The dipole moments for the Neomycin-Thymine isomers change as a function of the dihedral angle α in a range from 3.90 to 7.22 D, making those molecules more polar (1a, 1c and 3a) or less polar (1b and 3b) than Neomycin B (5.13 D). In fact, isomers NeomG9a and NeomT1a, which are the most stable, are also the most water soluble, except for NeomG1a (see Table S4). Our results explain that the previous measurements [1] of Isothermal Titration Calorimetry (ITC) which showed binding with the DIS of the HIV-1 RNA, are related to the frontier orbitals and ESP distribution; while the low affinity towards the ribosomal A site can be due to the contributions of the different isomers present in the mixture resulting from the synthesis process.

Discussion

The dihedral angle influences the properties of the conjugates, so it is relevant to differentiate between the various isomers of the same conjugate. Since the energy differences between isomers are small, they can coexist in a racemic mixture. The question now is: How high is the energy barrier between the different local minima of a conjugate?

Varying the dihedral angles change the HOMO-LUMO gaps, hence isomers equally stable may have different interactions with different compounds.

It is remarkable how the nucleophilic regions are larger in the compounds with greater dipole moments; furthermore, they are above ring III of the conjugate. This can result in that all predicted structures could be more resistant to phosphorylation than Neomycin B. This can have relevance in the treatment against resistant bacteria.
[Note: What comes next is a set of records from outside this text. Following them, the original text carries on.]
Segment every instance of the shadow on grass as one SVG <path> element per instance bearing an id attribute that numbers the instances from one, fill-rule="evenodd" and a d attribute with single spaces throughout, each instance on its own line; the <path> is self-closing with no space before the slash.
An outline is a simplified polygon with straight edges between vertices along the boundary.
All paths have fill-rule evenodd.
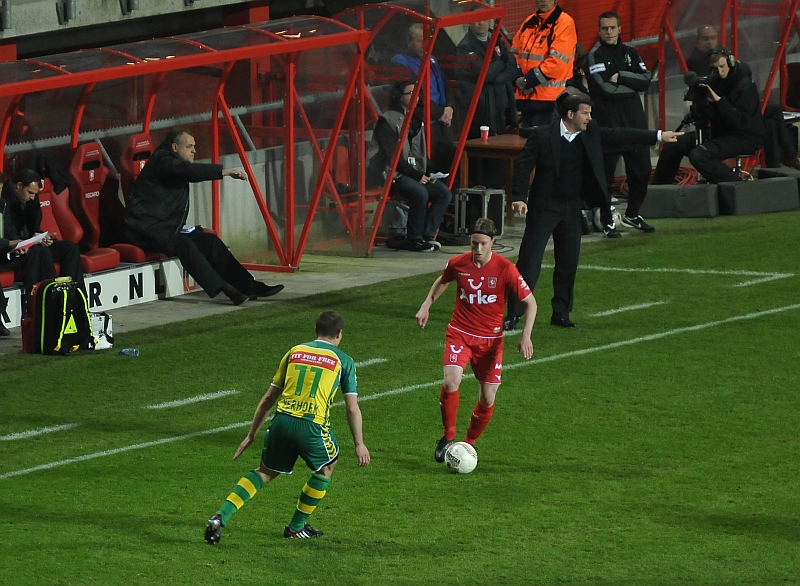
<path id="1" fill-rule="evenodd" d="M 661 521 L 675 526 L 693 523 L 701 529 L 726 535 L 762 535 L 768 538 L 800 542 L 800 519 L 761 513 L 706 513 L 693 509 L 673 509 L 661 515 Z"/>

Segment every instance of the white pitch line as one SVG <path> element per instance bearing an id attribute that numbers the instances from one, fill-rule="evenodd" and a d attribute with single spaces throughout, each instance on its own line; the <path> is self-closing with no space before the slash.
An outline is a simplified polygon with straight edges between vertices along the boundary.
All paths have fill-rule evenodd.
<path id="1" fill-rule="evenodd" d="M 389 362 L 388 358 L 370 358 L 369 360 L 362 360 L 361 362 L 356 362 L 356 368 L 361 368 L 362 366 L 371 366 L 373 364 L 383 364 L 384 362 Z"/>
<path id="2" fill-rule="evenodd" d="M 553 265 L 542 265 L 542 268 L 553 268 Z M 765 283 L 767 281 L 775 281 L 777 279 L 788 279 L 789 277 L 794 277 L 794 273 L 766 273 L 766 272 L 759 272 L 759 271 L 721 271 L 716 269 L 670 269 L 670 268 L 625 268 L 625 267 L 600 267 L 597 265 L 579 265 L 578 268 L 580 269 L 587 269 L 590 271 L 608 271 L 608 272 L 618 272 L 618 273 L 682 273 L 685 275 L 717 275 L 717 276 L 729 276 L 729 277 L 761 277 L 760 279 L 754 279 L 750 281 L 745 281 L 743 283 L 737 283 L 736 285 L 732 285 L 732 287 L 749 287 L 750 285 L 756 285 L 759 283 Z"/>
<path id="3" fill-rule="evenodd" d="M 536 358 L 534 360 L 529 360 L 527 362 L 518 362 L 516 364 L 512 364 L 511 366 L 504 366 L 503 370 L 513 370 L 515 368 L 519 368 L 521 366 L 527 366 L 529 364 L 541 364 L 542 362 L 552 362 L 553 360 L 560 360 L 562 358 L 572 358 L 573 356 L 583 356 L 584 354 L 592 354 L 594 352 L 602 352 L 603 350 L 613 350 L 615 348 L 621 348 L 622 346 L 630 346 L 632 344 L 639 344 L 641 342 L 650 342 L 652 340 L 660 340 L 661 338 L 666 338 L 668 336 L 674 336 L 676 334 L 685 334 L 687 332 L 696 332 L 699 330 L 705 330 L 707 328 L 713 328 L 716 326 L 722 326 L 725 324 L 734 323 L 737 321 L 744 321 L 748 319 L 756 319 L 758 317 L 763 317 L 766 315 L 774 315 L 776 313 L 783 313 L 784 311 L 791 311 L 792 309 L 800 309 L 800 303 L 795 303 L 794 305 L 787 305 L 785 307 L 778 307 L 776 309 L 766 309 L 764 311 L 757 311 L 755 313 L 747 313 L 745 315 L 736 315 L 734 317 L 728 317 L 725 319 L 720 319 L 717 321 L 710 321 L 704 324 L 697 324 L 696 326 L 686 326 L 683 328 L 676 328 L 674 330 L 669 330 L 666 332 L 661 332 L 660 334 L 649 334 L 647 336 L 639 336 L 638 338 L 631 338 L 630 340 L 621 340 L 619 342 L 611 342 L 610 344 L 603 344 L 602 346 L 594 346 L 593 348 L 584 348 L 582 350 L 573 350 L 572 352 L 565 352 L 564 354 L 554 354 L 553 356 L 546 356 L 544 358 Z"/>
<path id="4" fill-rule="evenodd" d="M 764 277 L 763 279 L 753 279 L 752 281 L 736 283 L 735 285 L 731 285 L 731 287 L 749 287 L 750 285 L 760 285 L 761 283 L 767 283 L 769 281 L 777 281 L 778 279 L 786 279 L 787 277 L 792 277 L 792 276 L 794 276 L 792 275 L 792 273 L 775 273 L 774 275 Z"/>
<path id="5" fill-rule="evenodd" d="M 51 425 L 50 427 L 40 427 L 39 429 L 31 429 L 29 431 L 21 431 L 19 433 L 10 433 L 8 435 L 0 435 L 0 441 L 10 442 L 18 439 L 27 439 L 45 433 L 54 433 L 56 431 L 64 431 L 78 427 L 79 423 L 65 423 L 64 425 Z"/>
<path id="6" fill-rule="evenodd" d="M 651 303 L 638 303 L 636 305 L 626 305 L 625 307 L 618 307 L 616 309 L 608 309 L 598 313 L 591 314 L 592 317 L 605 317 L 607 315 L 614 315 L 615 313 L 622 313 L 623 311 L 633 311 L 635 309 L 646 309 L 656 305 L 666 305 L 669 301 L 653 301 Z"/>
<path id="7" fill-rule="evenodd" d="M 146 407 L 142 407 L 142 409 L 169 409 L 170 407 L 182 407 L 184 405 L 191 405 L 192 403 L 200 403 L 201 401 L 211 401 L 212 399 L 219 399 L 220 397 L 237 395 L 238 393 L 239 391 L 217 391 L 216 393 L 206 393 L 205 395 L 197 395 L 196 397 L 178 399 L 177 401 L 167 401 L 166 403 L 147 405 Z"/>
<path id="8" fill-rule="evenodd" d="M 514 370 L 514 369 L 517 369 L 517 368 L 531 366 L 531 365 L 534 365 L 534 364 L 542 364 L 544 362 L 553 362 L 555 360 L 562 360 L 564 358 L 573 358 L 575 356 L 583 356 L 585 354 L 592 354 L 592 353 L 595 353 L 595 352 L 602 352 L 604 350 L 613 350 L 615 348 L 621 348 L 622 346 L 630 346 L 630 345 L 633 345 L 633 344 L 640 344 L 642 342 L 650 342 L 652 340 L 660 340 L 662 338 L 667 338 L 669 336 L 674 336 L 674 335 L 677 335 L 677 334 L 685 334 L 687 332 L 696 332 L 696 331 L 699 331 L 699 330 L 705 330 L 705 329 L 708 329 L 708 328 L 713 328 L 713 327 L 722 326 L 722 325 L 725 325 L 725 324 L 735 323 L 735 322 L 738 322 L 738 321 L 756 319 L 756 318 L 764 317 L 764 316 L 767 316 L 767 315 L 774 315 L 774 314 L 777 314 L 777 313 L 783 313 L 785 311 L 791 311 L 793 309 L 800 309 L 800 303 L 796 303 L 794 305 L 787 305 L 785 307 L 778 307 L 778 308 L 775 308 L 775 309 L 767 309 L 767 310 L 764 310 L 764 311 L 757 311 L 757 312 L 748 313 L 748 314 L 745 314 L 745 315 L 737 315 L 737 316 L 734 316 L 734 317 L 729 317 L 729 318 L 720 319 L 720 320 L 716 320 L 716 321 L 706 322 L 704 324 L 697 324 L 697 325 L 694 325 L 694 326 L 686 326 L 686 327 L 683 327 L 683 328 L 676 328 L 674 330 L 668 330 L 666 332 L 661 332 L 661 333 L 658 333 L 658 334 L 650 334 L 650 335 L 647 335 L 647 336 L 639 336 L 638 338 L 631 338 L 630 340 L 621 340 L 619 342 L 612 342 L 610 344 L 603 344 L 601 346 L 594 346 L 592 348 L 584 348 L 582 350 L 573 350 L 572 352 L 564 352 L 563 354 L 554 354 L 553 356 L 546 356 L 544 358 L 536 358 L 536 359 L 533 359 L 533 360 L 527 360 L 525 362 L 517 362 L 516 364 L 512 364 L 510 366 L 503 367 L 503 370 Z M 465 375 L 464 378 L 465 379 L 474 378 L 474 376 L 473 375 Z M 388 390 L 388 391 L 383 391 L 382 393 L 373 393 L 372 395 L 365 395 L 365 396 L 359 397 L 359 400 L 360 401 L 371 401 L 371 400 L 375 400 L 375 399 L 381 399 L 383 397 L 389 397 L 389 396 L 392 396 L 392 395 L 399 395 L 399 394 L 403 394 L 403 393 L 409 393 L 411 391 L 416 391 L 416 390 L 424 389 L 424 388 L 427 388 L 427 387 L 439 386 L 441 384 L 442 384 L 442 380 L 441 379 L 436 379 L 435 381 L 430 381 L 430 382 L 427 382 L 427 383 L 420 383 L 420 384 L 416 384 L 416 385 L 400 387 L 398 389 L 391 389 L 391 390 Z M 343 405 L 343 404 L 344 404 L 343 401 L 339 401 L 338 403 L 336 403 L 337 406 L 338 405 Z M 125 447 L 116 448 L 116 449 L 113 449 L 113 450 L 105 450 L 105 451 L 102 451 L 102 452 L 95 452 L 93 454 L 86 454 L 84 456 L 77 456 L 77 457 L 74 457 L 74 458 L 67 458 L 66 460 L 58 460 L 56 462 L 50 462 L 48 464 L 40 464 L 39 466 L 34 466 L 32 468 L 24 468 L 22 470 L 13 470 L 11 472 L 6 472 L 4 474 L 0 474 L 0 480 L 5 480 L 6 478 L 12 478 L 14 476 L 23 476 L 23 475 L 26 475 L 26 474 L 31 474 L 33 472 L 39 472 L 41 470 L 50 470 L 52 468 L 57 468 L 59 466 L 64 466 L 66 464 L 73 464 L 75 462 L 85 462 L 86 460 L 93 460 L 95 458 L 102 458 L 102 457 L 105 457 L 105 456 L 113 456 L 115 454 L 121 454 L 123 452 L 130 452 L 132 450 L 141 450 L 141 449 L 144 449 L 144 448 L 160 446 L 160 445 L 163 445 L 163 444 L 177 442 L 177 441 L 181 441 L 181 440 L 185 440 L 185 439 L 192 439 L 192 438 L 201 437 L 201 436 L 204 436 L 204 435 L 212 435 L 212 434 L 215 434 L 215 433 L 220 433 L 220 432 L 223 432 L 223 431 L 228 431 L 228 430 L 236 429 L 236 428 L 239 428 L 239 427 L 247 427 L 247 426 L 250 425 L 250 423 L 251 423 L 250 421 L 241 421 L 239 423 L 232 423 L 230 425 L 226 425 L 226 426 L 223 426 L 223 427 L 215 427 L 214 429 L 207 429 L 205 431 L 197 431 L 197 432 L 194 432 L 194 433 L 188 433 L 186 435 L 179 435 L 179 436 L 176 436 L 176 437 L 163 438 L 163 439 L 155 440 L 155 441 L 152 441 L 152 442 L 145 442 L 145 443 L 142 443 L 142 444 L 134 444 L 132 446 L 125 446 Z"/>
<path id="9" fill-rule="evenodd" d="M 173 442 L 179 442 L 185 439 L 192 439 L 196 437 L 202 437 L 204 435 L 212 435 L 215 433 L 220 433 L 222 431 L 228 431 L 230 429 L 236 429 L 237 427 L 248 427 L 250 425 L 250 421 L 240 421 L 239 423 L 231 423 L 230 425 L 225 425 L 223 427 L 215 427 L 214 429 L 206 429 L 205 431 L 195 431 L 194 433 L 187 433 L 186 435 L 178 435 L 175 437 L 165 437 L 160 440 L 155 440 L 152 442 L 144 442 L 142 444 L 133 444 L 132 446 L 125 446 L 122 448 L 115 448 L 113 450 L 104 450 L 102 452 L 94 452 L 93 454 L 86 454 L 84 456 L 76 456 L 74 458 L 67 458 L 66 460 L 59 460 L 58 462 L 50 462 L 49 464 L 40 464 L 39 466 L 34 466 L 32 468 L 25 468 L 24 470 L 14 470 L 13 472 L 6 472 L 5 474 L 0 474 L 0 480 L 4 480 L 6 478 L 11 478 L 13 476 L 22 476 L 24 474 L 30 474 L 31 472 L 39 472 L 41 470 L 51 470 L 52 468 L 57 468 L 58 466 L 64 466 L 66 464 L 74 464 L 75 462 L 86 462 L 87 460 L 94 460 L 96 458 L 103 458 L 105 456 L 114 456 L 116 454 L 122 454 L 125 452 L 130 452 L 133 450 L 143 450 L 144 448 L 152 448 L 154 446 L 161 446 L 164 444 L 170 444 Z"/>

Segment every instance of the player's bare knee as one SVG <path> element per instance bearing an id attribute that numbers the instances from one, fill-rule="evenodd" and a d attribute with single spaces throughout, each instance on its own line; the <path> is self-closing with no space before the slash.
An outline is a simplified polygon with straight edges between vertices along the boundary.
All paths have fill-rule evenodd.
<path id="1" fill-rule="evenodd" d="M 317 470 L 317 474 L 319 474 L 320 476 L 324 476 L 325 478 L 330 478 L 331 476 L 333 476 L 333 471 L 336 469 L 336 465 L 338 463 L 339 459 L 337 458 L 330 464 L 326 464 L 325 466 Z"/>
<path id="2" fill-rule="evenodd" d="M 266 484 L 270 480 L 273 480 L 276 476 L 280 474 L 280 472 L 275 472 L 275 470 L 270 470 L 264 464 L 259 464 L 258 469 L 256 470 L 258 475 L 261 476 L 261 480 Z"/>

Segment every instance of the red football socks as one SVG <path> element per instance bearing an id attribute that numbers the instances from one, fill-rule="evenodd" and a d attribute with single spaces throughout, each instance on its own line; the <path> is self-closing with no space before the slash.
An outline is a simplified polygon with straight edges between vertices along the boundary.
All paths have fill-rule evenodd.
<path id="1" fill-rule="evenodd" d="M 442 385 L 439 393 L 439 407 L 442 409 L 444 437 L 452 441 L 456 437 L 456 416 L 458 415 L 458 389 L 447 392 Z"/>
<path id="2" fill-rule="evenodd" d="M 475 409 L 472 411 L 472 417 L 469 420 L 469 427 L 467 428 L 467 437 L 464 439 L 468 444 L 474 444 L 486 426 L 492 420 L 492 413 L 494 412 L 494 404 L 491 407 L 486 407 L 478 401 Z"/>

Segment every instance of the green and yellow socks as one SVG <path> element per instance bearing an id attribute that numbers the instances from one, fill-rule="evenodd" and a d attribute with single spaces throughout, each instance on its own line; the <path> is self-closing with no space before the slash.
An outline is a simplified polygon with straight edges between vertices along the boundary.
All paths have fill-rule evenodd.
<path id="1" fill-rule="evenodd" d="M 300 531 L 305 526 L 309 515 L 314 512 L 319 501 L 325 496 L 330 483 L 330 478 L 325 478 L 316 472 L 311 475 L 300 493 L 300 498 L 297 499 L 297 510 L 289 522 L 289 527 L 293 531 Z"/>
<path id="2" fill-rule="evenodd" d="M 289 527 L 299 531 L 305 526 L 309 515 L 314 512 L 319 501 L 325 496 L 330 483 L 330 478 L 325 478 L 316 472 L 311 475 L 311 478 L 308 479 L 303 491 L 300 493 L 300 498 L 297 499 L 297 510 L 294 512 Z M 217 511 L 217 514 L 222 517 L 222 524 L 227 525 L 233 514 L 241 509 L 263 487 L 264 481 L 257 471 L 251 470 L 245 474 L 236 483 L 236 486 L 233 487 L 233 492 L 228 495 L 222 507 Z"/>
<path id="3" fill-rule="evenodd" d="M 261 478 L 261 474 L 255 470 L 251 470 L 239 479 L 239 482 L 233 487 L 233 492 L 228 495 L 228 498 L 225 499 L 225 503 L 220 510 L 217 511 L 217 514 L 222 517 L 222 524 L 227 525 L 228 519 L 230 519 L 236 511 L 241 509 L 244 504 L 253 498 L 256 492 L 263 487 L 264 481 Z"/>

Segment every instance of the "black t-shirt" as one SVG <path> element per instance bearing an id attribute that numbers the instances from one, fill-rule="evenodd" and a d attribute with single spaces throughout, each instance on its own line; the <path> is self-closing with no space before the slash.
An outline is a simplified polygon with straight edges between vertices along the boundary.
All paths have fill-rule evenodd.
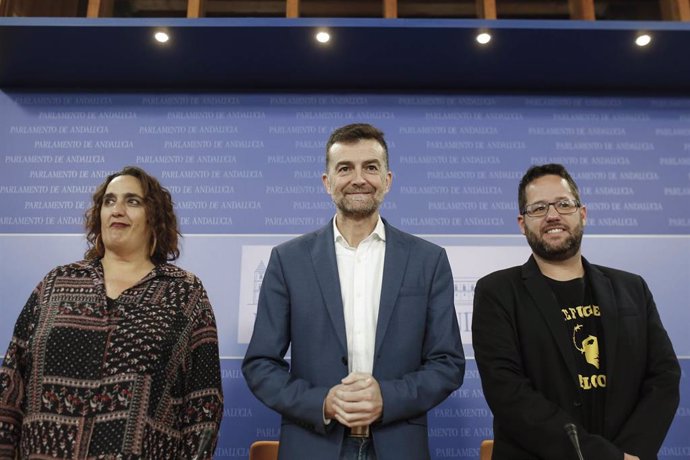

The different conjugates have a wide range for the dipole moment magnitude, suggesting different solubility and interactions (dipole–dipole) in an aqueous media, that can result in different mobility through cellular and bacterial membranes; however, molecular dynamics simulations could help to elucidate this behavior.

For future work, it would be interesting to study the differences between the isomers of the same conjugate, and contributing to the design of corresponding in vitro or ITC experiments. We hope this study motivates further research of this kind of systems using DFT methods or inspire more experimental research on aminoglycoside-nucleobase conjugates.